- Poladura de la Tercia Location within Province of León Poladura de la Tercia Location within Castile and León Poladura de la Tercia Location within Spain
- Coordinates: 42°56′45″N 5°43′17″W﻿ / ﻿42.94583°N 5.72139°W
- Country: Spain
- Autonomous community: Castile and León
- Province: Province of León
- Municipality: Villamanín
- Elevation: 1,225 m (4,019 ft)

Population
- • Total: 59

= Poladura de la Tercia =

Poladura de la Tercia is a locality and minor local entity located in the municipality of Villamanín, in León province, Castile and León, Spain. As of 2020, it has a population of 59.

== Geography ==
Poladura de la Tercia is located 79km north-northwest of León.
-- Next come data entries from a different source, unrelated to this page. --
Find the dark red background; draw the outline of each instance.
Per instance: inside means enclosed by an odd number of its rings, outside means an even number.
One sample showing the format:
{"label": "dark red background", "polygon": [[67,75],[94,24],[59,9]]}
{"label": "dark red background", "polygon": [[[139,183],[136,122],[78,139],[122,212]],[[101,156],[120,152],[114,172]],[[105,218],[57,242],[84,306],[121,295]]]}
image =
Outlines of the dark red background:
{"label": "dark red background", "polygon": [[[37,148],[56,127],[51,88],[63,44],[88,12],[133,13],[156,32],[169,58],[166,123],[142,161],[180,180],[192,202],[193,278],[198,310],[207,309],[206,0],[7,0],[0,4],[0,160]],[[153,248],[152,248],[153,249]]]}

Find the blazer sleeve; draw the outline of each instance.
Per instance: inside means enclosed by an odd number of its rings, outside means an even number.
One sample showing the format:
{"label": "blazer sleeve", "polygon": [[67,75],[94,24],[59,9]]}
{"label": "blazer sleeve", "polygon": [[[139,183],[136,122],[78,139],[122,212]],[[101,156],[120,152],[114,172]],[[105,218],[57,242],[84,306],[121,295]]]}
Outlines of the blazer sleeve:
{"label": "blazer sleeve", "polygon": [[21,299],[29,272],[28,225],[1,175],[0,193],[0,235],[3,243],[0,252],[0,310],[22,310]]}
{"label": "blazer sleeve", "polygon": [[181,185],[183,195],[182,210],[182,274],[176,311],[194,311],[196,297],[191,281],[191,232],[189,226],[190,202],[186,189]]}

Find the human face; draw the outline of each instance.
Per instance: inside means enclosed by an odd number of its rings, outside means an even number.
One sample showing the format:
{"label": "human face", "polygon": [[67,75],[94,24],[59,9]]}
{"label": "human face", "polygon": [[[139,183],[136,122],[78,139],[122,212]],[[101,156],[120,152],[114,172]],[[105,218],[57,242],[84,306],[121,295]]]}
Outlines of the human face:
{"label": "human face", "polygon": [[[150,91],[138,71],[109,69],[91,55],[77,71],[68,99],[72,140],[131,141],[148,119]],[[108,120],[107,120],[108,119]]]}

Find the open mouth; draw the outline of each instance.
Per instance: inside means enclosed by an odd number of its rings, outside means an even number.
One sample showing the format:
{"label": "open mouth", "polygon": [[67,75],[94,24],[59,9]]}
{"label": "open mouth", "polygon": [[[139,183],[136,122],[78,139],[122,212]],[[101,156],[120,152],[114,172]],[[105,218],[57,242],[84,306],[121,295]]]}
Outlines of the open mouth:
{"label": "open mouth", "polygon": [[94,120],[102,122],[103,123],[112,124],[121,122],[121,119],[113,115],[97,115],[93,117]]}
The lands of Poladura de la Tercia border with those of Busdongo to the north, Camplongo de la Tercia and Villanueva de la Tercia to the northeast, San Martín de la Tercia to the east, Cármenes to the southeast, Villasimpliz, Buiza and Folledo to the south, Geras and Aralla de Luna to the southwest, Cubillas de Arbas and Casares de Arbas to the west, and Viadangos de Arbas and Arbas del Puerto to the northwest.